MySQL Index Fundamentals: Types, Structures, and Design Principles
This article introduces MySQL index basics, covering index concepts, advantages and disadvantages, various index types such as B‑Tree, B+Tree, hash, and full‑text, their storage structures, creation syntax, left‑most prefix and covering indexes, and practical design guidelines for effective indexing.
1. Getting Started with MySQL Indexes
MySQL defines an index as an ordered data structure that helps the server retrieve rows efficiently. The index stores key values and pointers to the physical location of the corresponding rows, allowing fast lookup using tree‑based search algorithms.
The left side shows a table with two columns and seven rows; the right side shows a binary search tree that maps the indexed column (Col 2) to the physical address of each row.
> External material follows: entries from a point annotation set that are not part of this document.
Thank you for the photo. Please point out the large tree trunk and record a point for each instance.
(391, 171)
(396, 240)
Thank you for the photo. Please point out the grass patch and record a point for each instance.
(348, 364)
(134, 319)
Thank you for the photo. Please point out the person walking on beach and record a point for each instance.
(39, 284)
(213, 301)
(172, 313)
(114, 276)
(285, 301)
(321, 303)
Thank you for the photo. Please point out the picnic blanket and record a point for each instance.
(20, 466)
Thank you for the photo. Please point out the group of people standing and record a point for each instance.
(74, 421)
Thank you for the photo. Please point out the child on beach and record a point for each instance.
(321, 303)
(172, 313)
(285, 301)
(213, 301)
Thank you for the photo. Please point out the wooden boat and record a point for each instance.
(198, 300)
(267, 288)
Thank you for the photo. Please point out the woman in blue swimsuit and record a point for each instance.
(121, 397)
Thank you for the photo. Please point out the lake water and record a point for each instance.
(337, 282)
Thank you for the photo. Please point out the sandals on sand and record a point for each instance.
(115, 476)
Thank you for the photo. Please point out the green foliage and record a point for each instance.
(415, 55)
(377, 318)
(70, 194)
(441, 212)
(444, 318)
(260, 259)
Because indexes are usually stored on disk, they are kept in separate index files to improve query performance.
1.1 Overview of Indexes
Indexes act like a book's table of contents, providing an ordered structure that points to data rows, enabling high‑speed retrieval.
1.2 Advantages and Disadvantages of Indexes
Improves data retrieval efficiency and reduces I/O cost.
Allows sorting by index, lowering CPU usage.
Disadvantages:
Indexes occupy space because they are separate tables storing key‑value pairs.
Maintaining indexes slows down INSERT, UPDATE, DELETE operations, as the engine must also modify the index structures.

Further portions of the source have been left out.